A car door slammed behind them and they both turned to see Brody climbing out of his truck.

“Who is that guy?” Casey breathed.

“My boss.”

“He’s a scary dude.”

“Not really. Well, not once you get to know him.”

In a glance Brody took in Ty and Casey, but whatever reaction he had to seeing Casey on the work site on a Tuesday morning was hidden behind his glasses.

“Are you going to be in trouble?” Casey asked.

“No.” Though it seemed unlikely Brody would be entirely
cool with an eleven-year-old here slowing things down on the arbor to nearly a crawl.

He reached into his pocket and pulled out a ten-dollar bill. “Go get Brody and me some coffee.”

“Can I get a fritter?”

“No.”

“Ty,” he whined.

“Get.”

Casey left and Ty turned to Brody, who was putting on his tool belt.

“I take it that’s your son?” Brody asked.

“Yeah.”

“He looks like you.”

That took Ty aback. “You think? I keep seeing his mom. The red hair, I guess.”

“Nah, he’s you. You can tell. There’s no school today?”
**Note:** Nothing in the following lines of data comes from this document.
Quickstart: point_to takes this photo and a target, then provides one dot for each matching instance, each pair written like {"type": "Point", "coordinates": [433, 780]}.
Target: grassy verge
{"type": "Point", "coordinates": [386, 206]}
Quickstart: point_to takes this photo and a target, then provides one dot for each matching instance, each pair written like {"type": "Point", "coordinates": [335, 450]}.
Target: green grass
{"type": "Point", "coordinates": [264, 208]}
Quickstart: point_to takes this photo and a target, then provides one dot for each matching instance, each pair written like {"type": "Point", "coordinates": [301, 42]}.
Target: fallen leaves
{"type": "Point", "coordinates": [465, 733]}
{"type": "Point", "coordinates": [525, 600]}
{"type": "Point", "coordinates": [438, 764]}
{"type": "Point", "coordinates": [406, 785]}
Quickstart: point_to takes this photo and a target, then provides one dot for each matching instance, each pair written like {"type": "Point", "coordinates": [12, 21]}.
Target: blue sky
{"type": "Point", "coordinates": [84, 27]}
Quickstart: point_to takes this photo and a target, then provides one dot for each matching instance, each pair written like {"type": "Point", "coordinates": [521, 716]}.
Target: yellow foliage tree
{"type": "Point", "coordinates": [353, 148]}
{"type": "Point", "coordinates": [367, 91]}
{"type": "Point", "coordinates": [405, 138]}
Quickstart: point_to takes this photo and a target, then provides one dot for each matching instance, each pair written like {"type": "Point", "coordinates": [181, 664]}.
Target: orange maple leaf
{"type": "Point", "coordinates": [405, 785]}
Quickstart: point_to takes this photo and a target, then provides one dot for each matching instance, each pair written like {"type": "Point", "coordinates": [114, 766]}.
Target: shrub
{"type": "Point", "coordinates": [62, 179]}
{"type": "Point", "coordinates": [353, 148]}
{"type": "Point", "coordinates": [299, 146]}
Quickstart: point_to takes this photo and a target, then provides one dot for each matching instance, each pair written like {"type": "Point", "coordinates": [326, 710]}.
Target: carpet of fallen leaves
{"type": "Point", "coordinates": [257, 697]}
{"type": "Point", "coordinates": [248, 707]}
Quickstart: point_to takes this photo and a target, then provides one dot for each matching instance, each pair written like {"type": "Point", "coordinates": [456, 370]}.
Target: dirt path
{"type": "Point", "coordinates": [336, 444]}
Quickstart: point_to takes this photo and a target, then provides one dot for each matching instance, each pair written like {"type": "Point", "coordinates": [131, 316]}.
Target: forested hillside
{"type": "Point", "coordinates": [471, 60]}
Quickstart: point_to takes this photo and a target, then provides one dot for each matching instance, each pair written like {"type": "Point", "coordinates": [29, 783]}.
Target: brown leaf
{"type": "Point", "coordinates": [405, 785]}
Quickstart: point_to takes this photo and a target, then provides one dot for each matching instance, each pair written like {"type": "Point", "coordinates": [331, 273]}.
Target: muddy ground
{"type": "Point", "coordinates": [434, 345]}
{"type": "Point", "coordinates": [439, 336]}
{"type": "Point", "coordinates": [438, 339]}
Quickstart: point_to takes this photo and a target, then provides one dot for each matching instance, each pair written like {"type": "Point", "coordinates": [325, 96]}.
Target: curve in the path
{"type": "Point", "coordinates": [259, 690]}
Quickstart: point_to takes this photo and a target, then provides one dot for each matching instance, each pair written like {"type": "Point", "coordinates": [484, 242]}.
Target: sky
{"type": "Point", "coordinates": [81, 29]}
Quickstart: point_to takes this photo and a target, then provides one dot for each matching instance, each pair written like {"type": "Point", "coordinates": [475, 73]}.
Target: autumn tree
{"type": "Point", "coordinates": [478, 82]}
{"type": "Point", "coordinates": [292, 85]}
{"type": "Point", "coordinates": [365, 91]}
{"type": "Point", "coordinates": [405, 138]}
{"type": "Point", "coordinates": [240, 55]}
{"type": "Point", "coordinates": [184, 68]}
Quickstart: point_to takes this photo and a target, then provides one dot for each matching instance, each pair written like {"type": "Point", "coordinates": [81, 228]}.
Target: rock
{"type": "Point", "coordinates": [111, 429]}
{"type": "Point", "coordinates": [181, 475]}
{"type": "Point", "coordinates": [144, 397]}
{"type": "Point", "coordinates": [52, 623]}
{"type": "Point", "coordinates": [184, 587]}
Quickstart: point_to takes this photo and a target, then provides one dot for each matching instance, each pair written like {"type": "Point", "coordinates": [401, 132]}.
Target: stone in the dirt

Ty rubbed his hand over the back of his head. Ty had enough in savings that if Brody fired him he’d be all right for a while. But then he got that old fire up his spine, that if Casey was suspended and Ty got fired, maybe this was the signal to ditch Bishop and find a fresh start somewhere else. Casey wanted to stay, but they could find a house and a school he liked somewhere else. Maybe Florida. Living by a beach would probably make Casey happy.

“Casey got suspended.” Brody just watched him and Ty found himself babbling in the silence. “It was a fight. The wrong thing for the right reason.”

“I know those kinds of fights,” Brody said. “My brother used to run his mouth off and I was the one to back it up.”